The value of this approach to the silver halide emulsion precipitation process is shown in the examples. The data suggests that iodide does not induce appreciable thickness growth in the AgBrI tabular grains prepared using the present process.

While there has been shown and described what are present and preferred embodiments of the invention, it will be apparent to those skilled in the art the various alterations and modifications may be made herein.
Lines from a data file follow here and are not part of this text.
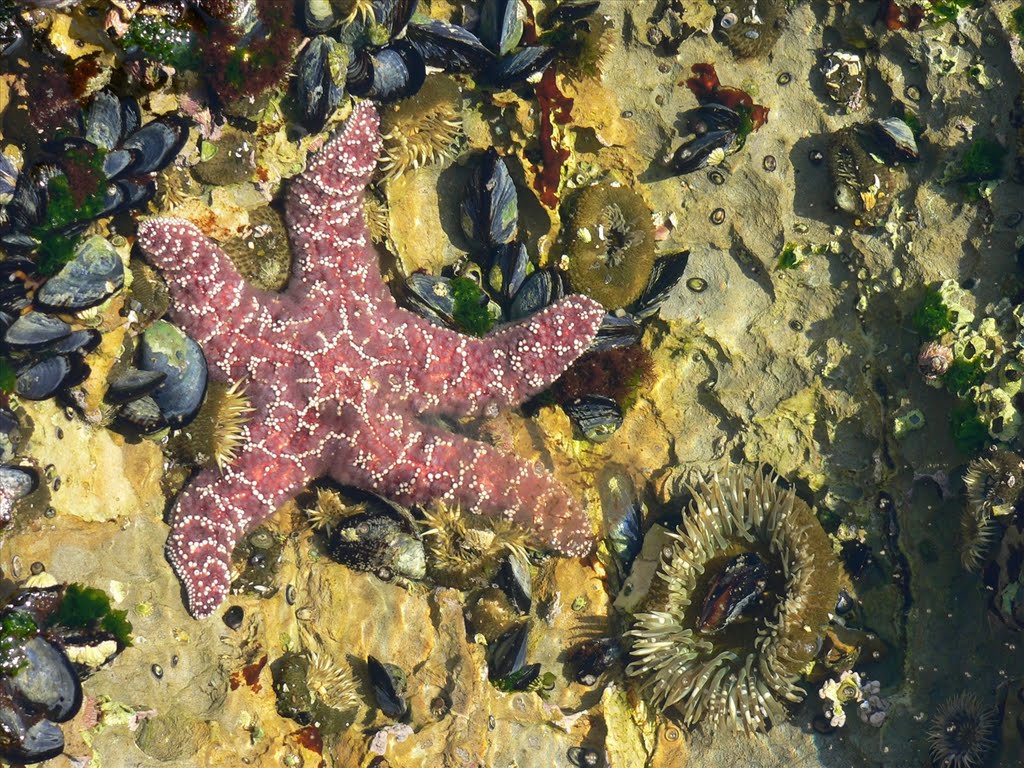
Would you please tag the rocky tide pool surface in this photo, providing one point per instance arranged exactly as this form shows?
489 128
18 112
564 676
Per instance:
512 383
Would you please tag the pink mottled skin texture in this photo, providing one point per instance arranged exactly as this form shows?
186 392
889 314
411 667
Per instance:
339 377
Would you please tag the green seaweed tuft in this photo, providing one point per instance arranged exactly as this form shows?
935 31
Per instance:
86 607
962 376
968 430
932 317
470 310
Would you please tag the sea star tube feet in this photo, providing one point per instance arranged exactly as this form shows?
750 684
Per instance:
340 377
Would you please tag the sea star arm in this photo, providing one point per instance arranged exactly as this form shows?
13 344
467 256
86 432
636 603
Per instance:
430 464
210 300
283 452
457 375
325 212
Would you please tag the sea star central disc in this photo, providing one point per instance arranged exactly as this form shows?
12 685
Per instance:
340 376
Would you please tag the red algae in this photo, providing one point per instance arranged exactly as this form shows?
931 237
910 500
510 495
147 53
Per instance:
709 89
556 108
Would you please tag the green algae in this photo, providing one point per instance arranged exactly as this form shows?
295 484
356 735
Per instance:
963 375
89 608
968 430
161 41
470 310
932 317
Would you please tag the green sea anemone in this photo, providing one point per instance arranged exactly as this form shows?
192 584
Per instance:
752 29
422 130
262 255
743 672
611 248
995 482
961 735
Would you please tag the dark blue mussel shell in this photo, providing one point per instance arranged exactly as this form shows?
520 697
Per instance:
733 590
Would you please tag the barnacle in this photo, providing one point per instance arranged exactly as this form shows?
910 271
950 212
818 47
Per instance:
611 248
744 673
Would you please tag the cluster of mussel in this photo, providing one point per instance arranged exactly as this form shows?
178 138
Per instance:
719 126
489 559
52 273
499 282
50 639
384 53
861 162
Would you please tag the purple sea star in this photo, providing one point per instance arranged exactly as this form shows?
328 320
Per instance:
340 376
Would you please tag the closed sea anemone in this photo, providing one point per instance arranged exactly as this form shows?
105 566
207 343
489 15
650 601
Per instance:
739 672
611 245
422 130
962 732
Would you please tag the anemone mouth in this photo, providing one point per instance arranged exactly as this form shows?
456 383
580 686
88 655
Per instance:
425 129
994 484
979 531
962 732
611 252
745 673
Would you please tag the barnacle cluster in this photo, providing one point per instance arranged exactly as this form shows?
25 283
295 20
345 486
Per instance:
743 674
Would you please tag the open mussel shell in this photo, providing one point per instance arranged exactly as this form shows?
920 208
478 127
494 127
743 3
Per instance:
388 682
489 203
445 46
432 297
508 269
732 591
94 273
46 682
24 738
713 117
394 14
616 331
894 139
36 331
500 28
110 119
508 654
541 288
665 276
166 349
568 11
696 153
143 413
596 417
523 66
591 658
156 144
381 540
387 75
317 91
514 580
16 482
40 380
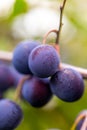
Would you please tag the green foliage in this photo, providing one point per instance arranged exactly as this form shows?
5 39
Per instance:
20 7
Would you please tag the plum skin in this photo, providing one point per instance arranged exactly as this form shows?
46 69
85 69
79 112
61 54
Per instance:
10 114
20 56
67 84
36 92
44 61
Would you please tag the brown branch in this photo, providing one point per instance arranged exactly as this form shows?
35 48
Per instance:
7 56
60 21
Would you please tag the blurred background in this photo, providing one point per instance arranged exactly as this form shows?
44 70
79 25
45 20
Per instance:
31 20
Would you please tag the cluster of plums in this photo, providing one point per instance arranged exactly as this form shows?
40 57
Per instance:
42 63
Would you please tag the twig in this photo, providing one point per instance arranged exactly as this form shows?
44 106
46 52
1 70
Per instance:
60 21
7 56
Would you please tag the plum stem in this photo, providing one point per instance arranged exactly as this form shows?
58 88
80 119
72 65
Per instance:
60 22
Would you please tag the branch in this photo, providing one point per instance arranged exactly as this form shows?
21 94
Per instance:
7 56
60 21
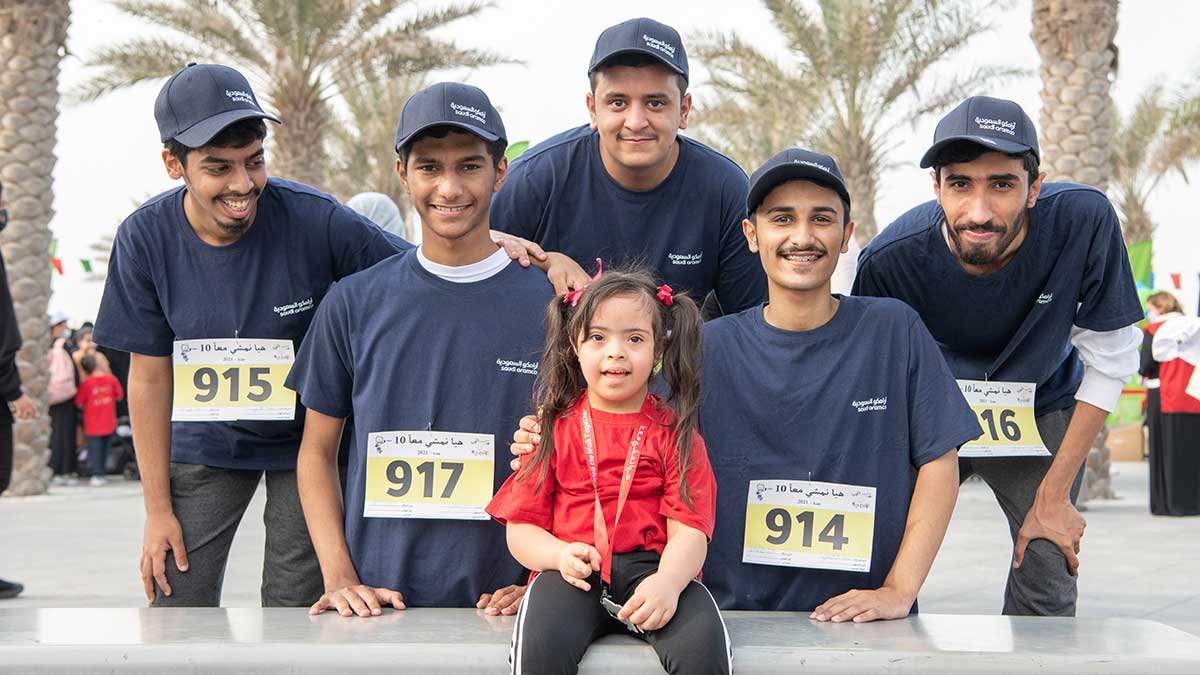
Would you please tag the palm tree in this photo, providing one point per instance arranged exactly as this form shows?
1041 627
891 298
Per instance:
857 72
33 41
364 145
294 51
1161 136
1079 61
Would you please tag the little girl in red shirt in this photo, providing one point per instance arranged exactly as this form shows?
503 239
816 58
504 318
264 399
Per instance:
617 505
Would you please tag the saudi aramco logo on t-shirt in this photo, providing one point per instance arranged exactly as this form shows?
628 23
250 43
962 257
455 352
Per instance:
517 365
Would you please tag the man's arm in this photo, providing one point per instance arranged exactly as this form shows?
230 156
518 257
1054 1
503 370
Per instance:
151 384
929 515
1110 358
321 495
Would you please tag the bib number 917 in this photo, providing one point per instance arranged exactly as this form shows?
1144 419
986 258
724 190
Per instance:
400 475
208 383
779 523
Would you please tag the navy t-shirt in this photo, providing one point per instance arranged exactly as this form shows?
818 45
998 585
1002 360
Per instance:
1014 324
688 228
405 350
862 400
166 284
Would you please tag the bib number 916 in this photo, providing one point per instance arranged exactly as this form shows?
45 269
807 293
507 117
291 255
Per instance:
779 523
208 383
1007 422
400 475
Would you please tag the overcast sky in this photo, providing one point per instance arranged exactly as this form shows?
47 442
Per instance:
108 150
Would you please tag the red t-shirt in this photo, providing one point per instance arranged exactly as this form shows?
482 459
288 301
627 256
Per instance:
1173 382
97 396
565 503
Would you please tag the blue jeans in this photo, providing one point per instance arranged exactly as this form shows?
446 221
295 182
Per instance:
97 454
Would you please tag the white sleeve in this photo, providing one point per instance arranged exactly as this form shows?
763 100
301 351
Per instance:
1110 359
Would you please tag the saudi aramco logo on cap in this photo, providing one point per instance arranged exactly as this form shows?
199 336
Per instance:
469 112
654 43
996 124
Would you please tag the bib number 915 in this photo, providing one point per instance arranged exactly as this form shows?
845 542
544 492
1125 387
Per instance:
208 383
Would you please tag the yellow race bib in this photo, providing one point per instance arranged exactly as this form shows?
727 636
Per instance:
429 475
226 380
809 524
1006 413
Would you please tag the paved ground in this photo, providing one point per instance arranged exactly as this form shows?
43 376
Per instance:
78 547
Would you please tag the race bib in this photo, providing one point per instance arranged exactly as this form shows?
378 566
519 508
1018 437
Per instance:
429 475
1006 413
225 380
809 524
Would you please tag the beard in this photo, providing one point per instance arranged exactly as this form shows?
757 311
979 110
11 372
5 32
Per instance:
985 254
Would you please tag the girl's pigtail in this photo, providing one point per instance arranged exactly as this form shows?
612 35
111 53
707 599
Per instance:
681 370
558 383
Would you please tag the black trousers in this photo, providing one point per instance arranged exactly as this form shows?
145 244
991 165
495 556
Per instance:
557 622
64 419
5 455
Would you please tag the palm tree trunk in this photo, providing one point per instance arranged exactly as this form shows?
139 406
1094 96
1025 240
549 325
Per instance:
33 40
1079 59
299 150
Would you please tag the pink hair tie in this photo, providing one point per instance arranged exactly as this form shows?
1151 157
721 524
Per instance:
665 294
573 297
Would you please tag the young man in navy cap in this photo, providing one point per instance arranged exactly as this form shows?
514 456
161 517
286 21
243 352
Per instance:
1027 290
817 410
628 186
211 286
426 413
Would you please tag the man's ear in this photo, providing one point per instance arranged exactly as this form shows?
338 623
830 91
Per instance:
592 109
402 173
171 162
751 233
684 108
1035 190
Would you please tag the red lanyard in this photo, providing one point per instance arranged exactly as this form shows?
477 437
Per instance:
603 541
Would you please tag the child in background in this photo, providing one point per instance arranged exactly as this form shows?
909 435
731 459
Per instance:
618 497
97 396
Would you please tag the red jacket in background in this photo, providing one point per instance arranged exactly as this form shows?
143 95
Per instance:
97 396
1173 382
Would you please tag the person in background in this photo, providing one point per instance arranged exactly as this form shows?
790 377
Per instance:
97 398
17 404
1175 346
1159 308
379 209
64 382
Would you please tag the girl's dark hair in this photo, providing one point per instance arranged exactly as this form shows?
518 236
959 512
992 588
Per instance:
561 380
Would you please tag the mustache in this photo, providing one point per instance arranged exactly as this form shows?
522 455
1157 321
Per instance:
796 250
990 226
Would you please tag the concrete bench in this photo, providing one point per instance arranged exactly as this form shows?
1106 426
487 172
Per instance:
460 640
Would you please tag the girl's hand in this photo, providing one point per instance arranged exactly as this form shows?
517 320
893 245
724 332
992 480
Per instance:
653 603
576 562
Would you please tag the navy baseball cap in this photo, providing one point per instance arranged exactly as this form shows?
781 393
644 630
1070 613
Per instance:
641 36
995 124
450 103
796 163
201 100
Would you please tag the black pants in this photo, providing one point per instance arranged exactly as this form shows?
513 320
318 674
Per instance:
64 452
558 621
5 455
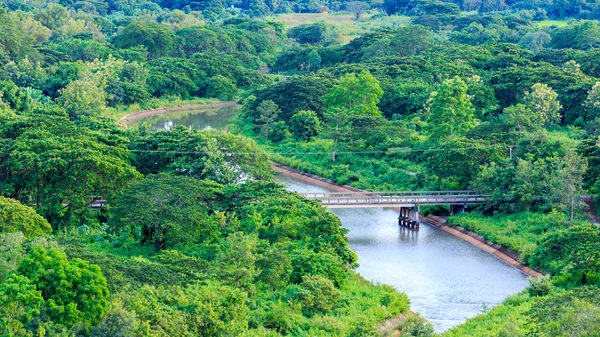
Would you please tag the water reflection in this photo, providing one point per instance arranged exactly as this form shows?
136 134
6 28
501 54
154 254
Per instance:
199 119
447 279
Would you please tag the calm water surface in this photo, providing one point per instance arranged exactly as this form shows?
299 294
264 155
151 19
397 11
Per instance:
200 119
446 279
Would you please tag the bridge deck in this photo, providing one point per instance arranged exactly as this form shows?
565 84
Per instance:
396 199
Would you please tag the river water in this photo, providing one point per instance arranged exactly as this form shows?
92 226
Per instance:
446 279
197 119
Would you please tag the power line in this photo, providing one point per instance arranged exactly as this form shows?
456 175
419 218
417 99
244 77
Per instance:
322 152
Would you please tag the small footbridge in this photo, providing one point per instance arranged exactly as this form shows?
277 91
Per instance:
407 202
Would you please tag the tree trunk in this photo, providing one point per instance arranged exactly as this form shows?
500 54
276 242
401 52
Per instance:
572 208
334 150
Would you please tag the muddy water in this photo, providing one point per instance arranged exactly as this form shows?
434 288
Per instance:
446 279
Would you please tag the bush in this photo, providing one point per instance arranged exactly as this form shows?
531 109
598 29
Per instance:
16 217
540 286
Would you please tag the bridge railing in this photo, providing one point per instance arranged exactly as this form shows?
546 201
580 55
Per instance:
398 198
330 195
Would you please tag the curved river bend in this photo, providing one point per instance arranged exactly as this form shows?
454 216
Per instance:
446 279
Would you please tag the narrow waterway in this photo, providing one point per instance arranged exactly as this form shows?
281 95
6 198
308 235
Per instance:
446 279
195 119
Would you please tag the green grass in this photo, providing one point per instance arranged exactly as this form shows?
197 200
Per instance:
519 232
344 22
550 23
507 319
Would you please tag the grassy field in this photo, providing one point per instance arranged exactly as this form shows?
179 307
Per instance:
549 23
344 22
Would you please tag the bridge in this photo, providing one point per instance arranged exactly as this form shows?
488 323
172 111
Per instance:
408 202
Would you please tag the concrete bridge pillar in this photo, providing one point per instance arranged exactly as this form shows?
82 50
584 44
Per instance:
409 217
457 209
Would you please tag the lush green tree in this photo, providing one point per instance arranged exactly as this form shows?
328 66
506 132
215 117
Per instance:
232 159
522 118
456 161
20 303
235 262
543 101
357 7
338 128
56 165
318 295
569 181
83 97
568 313
14 41
267 114
75 292
584 35
221 87
215 309
166 210
406 41
12 251
535 41
356 95
319 33
156 37
175 76
450 111
404 97
593 103
294 94
304 125
16 217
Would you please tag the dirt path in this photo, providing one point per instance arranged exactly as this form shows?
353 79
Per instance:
591 211
161 111
502 253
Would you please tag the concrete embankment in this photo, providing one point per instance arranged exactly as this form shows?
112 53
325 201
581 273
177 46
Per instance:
508 256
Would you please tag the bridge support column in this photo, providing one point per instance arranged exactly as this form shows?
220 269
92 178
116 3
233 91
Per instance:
457 209
409 217
416 217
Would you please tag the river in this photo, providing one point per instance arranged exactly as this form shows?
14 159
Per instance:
446 279
196 119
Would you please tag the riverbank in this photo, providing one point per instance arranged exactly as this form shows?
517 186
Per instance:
177 108
506 255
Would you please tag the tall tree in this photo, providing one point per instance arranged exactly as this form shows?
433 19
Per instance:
356 95
305 125
156 37
267 115
357 7
543 101
450 110
165 210
15 216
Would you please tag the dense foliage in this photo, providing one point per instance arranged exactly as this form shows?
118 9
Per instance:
198 240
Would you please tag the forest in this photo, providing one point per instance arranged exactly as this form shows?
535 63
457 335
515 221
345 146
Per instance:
497 96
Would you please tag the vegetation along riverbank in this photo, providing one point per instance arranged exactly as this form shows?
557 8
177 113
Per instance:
196 239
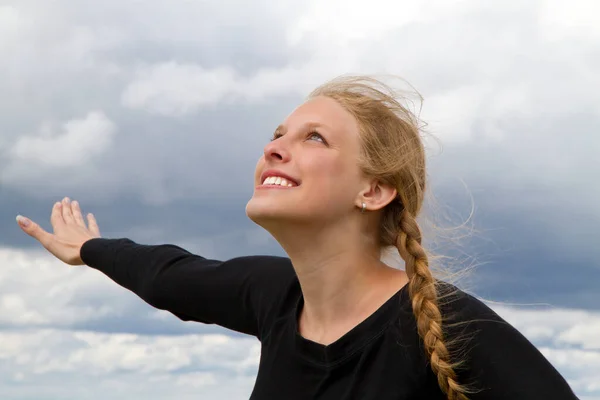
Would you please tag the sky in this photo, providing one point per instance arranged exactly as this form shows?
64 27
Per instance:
153 114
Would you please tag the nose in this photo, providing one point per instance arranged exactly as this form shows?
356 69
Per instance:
276 151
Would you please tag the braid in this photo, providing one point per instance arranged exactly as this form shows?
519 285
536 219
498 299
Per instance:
422 290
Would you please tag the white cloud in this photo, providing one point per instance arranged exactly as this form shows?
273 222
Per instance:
42 298
176 366
78 141
175 89
38 290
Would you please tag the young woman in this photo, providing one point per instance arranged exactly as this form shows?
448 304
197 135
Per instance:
343 178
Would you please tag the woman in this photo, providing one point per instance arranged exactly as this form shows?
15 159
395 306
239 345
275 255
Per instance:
342 179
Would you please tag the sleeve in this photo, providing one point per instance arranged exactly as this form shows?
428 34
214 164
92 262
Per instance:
500 363
240 294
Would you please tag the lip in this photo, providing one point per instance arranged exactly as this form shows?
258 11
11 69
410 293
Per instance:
274 172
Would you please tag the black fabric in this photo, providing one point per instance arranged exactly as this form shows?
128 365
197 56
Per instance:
381 358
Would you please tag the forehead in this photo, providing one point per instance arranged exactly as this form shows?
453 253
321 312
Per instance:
321 112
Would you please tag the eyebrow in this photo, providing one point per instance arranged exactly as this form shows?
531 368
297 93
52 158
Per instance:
310 125
281 130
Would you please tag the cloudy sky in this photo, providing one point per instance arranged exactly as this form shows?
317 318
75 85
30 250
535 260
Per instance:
152 114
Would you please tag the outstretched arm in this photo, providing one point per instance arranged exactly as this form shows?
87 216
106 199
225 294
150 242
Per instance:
240 294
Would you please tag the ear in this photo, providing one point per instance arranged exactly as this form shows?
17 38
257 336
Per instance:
376 196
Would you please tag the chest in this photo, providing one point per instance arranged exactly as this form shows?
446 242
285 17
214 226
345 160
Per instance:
382 369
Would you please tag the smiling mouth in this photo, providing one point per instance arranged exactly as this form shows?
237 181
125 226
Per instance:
278 181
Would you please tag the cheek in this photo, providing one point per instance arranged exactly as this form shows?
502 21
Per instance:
334 178
258 169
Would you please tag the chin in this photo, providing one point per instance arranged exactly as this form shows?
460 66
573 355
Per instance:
264 212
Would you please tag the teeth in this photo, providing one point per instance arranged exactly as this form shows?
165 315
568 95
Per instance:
277 180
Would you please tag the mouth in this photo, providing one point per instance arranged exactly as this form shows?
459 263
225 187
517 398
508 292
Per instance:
277 179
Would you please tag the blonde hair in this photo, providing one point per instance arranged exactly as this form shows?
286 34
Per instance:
394 153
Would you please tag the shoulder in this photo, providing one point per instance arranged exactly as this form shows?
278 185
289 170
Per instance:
461 307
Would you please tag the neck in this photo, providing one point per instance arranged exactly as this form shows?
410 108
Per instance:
342 278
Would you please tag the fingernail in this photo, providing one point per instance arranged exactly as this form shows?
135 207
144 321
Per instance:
21 220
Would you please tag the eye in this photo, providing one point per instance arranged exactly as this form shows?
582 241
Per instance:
314 135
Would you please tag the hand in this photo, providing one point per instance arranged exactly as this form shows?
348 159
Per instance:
70 231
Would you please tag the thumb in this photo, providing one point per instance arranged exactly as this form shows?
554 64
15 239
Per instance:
34 230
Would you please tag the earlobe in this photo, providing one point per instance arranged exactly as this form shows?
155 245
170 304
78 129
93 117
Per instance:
378 196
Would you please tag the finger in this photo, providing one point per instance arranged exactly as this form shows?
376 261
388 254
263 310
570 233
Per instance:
76 210
93 225
56 218
67 213
35 231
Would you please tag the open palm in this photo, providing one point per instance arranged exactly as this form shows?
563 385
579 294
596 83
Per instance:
70 231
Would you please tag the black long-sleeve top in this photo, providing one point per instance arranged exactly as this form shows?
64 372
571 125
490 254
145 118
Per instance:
382 358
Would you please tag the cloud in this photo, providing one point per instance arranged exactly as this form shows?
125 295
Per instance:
569 338
80 140
173 365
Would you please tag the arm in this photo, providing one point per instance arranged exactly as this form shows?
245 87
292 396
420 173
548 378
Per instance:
500 362
238 294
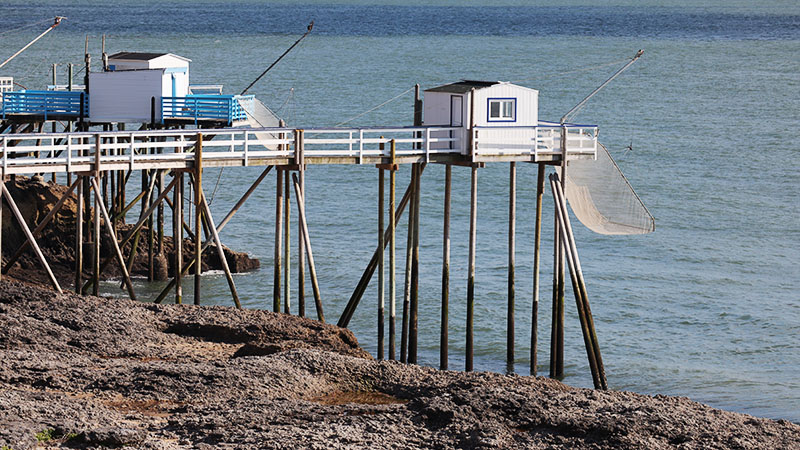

All such modifications are intended to be included in the present invention defined by the scope of the following claims.

Claims

1. A process for the preparation of a silver halide photographic emulsion comprising:

introducing an aqueous silver nitrate solution into a first zone;

introducing an aqueous halide salt solution into the first zone wherein precipitation of silver halide particles occurs;

mixing the first zone using ultrasonic energy wherein the precipitation of silver halide particles occurs forming a mixture of silver halide particles;

mixing a bulk zone surrounding the first zone wherein the mixture of silver halide particles are introduced.

2. The process according to claim 1 wherein the mixing of the bulk zone is performed by a mechanical agitator.

3. The process according to claim 2 wherein the mechanical agitator is a propeller.

4. The process according to claim 2 wherein the mechanical agitator is a centrifugal pump.